The Heckscher–Ohlin theorem is one of the four critical theorems of the Heckscher–Ohlin model. It states that a country will export goods that use its abundant factors intensively, and import goods that use its scarce factors intensively. In the two-factor case, it states: "A capital-abundant country will export the capital-intensive good, while the labor-abundant country will export the labor-intensive good."
The critical assumption of the Heckscher–Ohlin model is that the two countries are identical, except for the difference in resource endowments. This also implies that the aggregate preferences are the same. The relative abundance in capital will cause the capital-abundant country to produce the capital-intensive good cheaper than the labor-abundant country and vice versa.

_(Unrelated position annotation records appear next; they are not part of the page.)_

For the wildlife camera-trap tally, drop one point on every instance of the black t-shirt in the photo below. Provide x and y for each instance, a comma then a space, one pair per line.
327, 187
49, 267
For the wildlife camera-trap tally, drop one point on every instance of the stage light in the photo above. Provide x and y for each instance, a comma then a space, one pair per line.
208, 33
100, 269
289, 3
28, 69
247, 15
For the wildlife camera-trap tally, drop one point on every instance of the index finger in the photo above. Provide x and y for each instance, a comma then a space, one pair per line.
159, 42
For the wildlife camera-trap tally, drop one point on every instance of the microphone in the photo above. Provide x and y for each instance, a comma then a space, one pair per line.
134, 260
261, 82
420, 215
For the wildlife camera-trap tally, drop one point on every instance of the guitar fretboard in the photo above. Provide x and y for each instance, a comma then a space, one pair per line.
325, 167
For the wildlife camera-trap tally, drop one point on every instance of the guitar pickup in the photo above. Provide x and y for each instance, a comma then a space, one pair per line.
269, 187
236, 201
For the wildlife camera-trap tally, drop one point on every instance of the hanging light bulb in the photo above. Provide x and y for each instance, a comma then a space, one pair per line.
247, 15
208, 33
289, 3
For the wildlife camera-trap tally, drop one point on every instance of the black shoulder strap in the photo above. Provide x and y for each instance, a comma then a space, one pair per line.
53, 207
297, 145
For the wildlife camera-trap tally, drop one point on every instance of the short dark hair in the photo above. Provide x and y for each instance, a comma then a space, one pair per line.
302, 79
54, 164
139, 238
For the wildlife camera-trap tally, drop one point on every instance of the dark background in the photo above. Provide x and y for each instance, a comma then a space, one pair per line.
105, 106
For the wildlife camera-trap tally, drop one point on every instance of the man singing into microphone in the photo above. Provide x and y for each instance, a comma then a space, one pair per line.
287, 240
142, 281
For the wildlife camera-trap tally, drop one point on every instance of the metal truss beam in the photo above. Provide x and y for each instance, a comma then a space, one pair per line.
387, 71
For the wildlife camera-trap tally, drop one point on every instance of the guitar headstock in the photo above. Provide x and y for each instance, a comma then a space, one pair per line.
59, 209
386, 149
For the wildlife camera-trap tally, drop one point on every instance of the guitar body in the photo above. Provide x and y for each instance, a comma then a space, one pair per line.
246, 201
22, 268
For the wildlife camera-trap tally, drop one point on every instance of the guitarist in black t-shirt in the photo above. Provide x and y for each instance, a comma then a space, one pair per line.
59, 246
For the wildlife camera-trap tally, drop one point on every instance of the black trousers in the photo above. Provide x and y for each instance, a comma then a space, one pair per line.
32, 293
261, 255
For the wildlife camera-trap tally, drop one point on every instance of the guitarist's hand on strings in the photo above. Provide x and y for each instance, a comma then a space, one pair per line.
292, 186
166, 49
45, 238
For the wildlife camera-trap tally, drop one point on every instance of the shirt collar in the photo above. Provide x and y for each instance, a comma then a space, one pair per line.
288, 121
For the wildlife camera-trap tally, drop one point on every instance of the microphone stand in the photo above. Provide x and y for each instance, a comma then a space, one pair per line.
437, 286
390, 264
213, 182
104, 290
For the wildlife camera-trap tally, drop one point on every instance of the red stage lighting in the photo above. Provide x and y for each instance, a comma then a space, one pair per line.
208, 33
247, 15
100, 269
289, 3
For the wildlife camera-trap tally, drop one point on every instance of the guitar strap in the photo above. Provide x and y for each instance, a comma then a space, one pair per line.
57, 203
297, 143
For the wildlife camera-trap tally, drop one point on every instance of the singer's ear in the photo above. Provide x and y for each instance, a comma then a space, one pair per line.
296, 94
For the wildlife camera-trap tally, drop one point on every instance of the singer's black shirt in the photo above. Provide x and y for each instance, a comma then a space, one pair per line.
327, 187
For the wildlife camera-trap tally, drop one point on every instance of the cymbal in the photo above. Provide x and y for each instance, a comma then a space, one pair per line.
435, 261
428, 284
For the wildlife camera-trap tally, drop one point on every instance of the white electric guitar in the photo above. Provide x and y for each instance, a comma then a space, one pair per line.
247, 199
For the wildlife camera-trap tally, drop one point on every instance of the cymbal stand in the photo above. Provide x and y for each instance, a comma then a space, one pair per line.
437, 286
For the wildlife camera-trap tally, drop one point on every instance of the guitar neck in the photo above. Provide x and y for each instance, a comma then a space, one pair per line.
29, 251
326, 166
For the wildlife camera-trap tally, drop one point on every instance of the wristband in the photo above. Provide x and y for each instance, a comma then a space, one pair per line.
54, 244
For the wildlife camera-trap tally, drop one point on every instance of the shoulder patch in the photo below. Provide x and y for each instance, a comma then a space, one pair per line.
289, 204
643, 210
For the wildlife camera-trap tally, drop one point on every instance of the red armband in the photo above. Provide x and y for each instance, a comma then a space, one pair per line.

Initially, when the countries are not trading:
- the price of capital-intensive good in capital-abundant country will be bid down relative to the price of the good in the other country,
- the price of labor-intensive good in labor-abundant country will be bid down relative to the price of the good in the other country.
Once trade is allowed, profit-seeking firms will move their products to the markets that have (temporary) higher price. As a result:
- the capital-abundant country will export the capital-intensive good,
- the labor-abundant country will export the labor-intensive good.
The Leontief paradox, presented by Wassily Leontief in 1951, found that the U.S. (the most capital-abundant country in the world by any criterion) exported labor-intensive commodities and imported capital-intensive commodities, in apparent contradiction with the Heckscher–Ohlin theorem. However, if labor is separated into two distinct factors, skilled labor and unskilled labor, the Heckscher–Ohlin theorem is more accurate. The U.S. tends to export skilled-labor-intensive goods, and tends to import unskilled-labor-intensive goods.
- Factor price equalization – The relative prices for two identical factors of production will eventually be equalized across countries because of international trade.
- Stolper–Samuelson theorem – A rise in the relative price of a good will lead to a rise in the return to that factor which is used most intensively in the production of the good, and conversely, to a fall in the return to the other factor.
- Rybczynski theorem – When only one of two factors of production is increased there is a relative increase in the production of the good using more of that factor. This leads to a corresponding decline in that good's relative price as well as a decline in the production of the good that uses the other factor more intensively.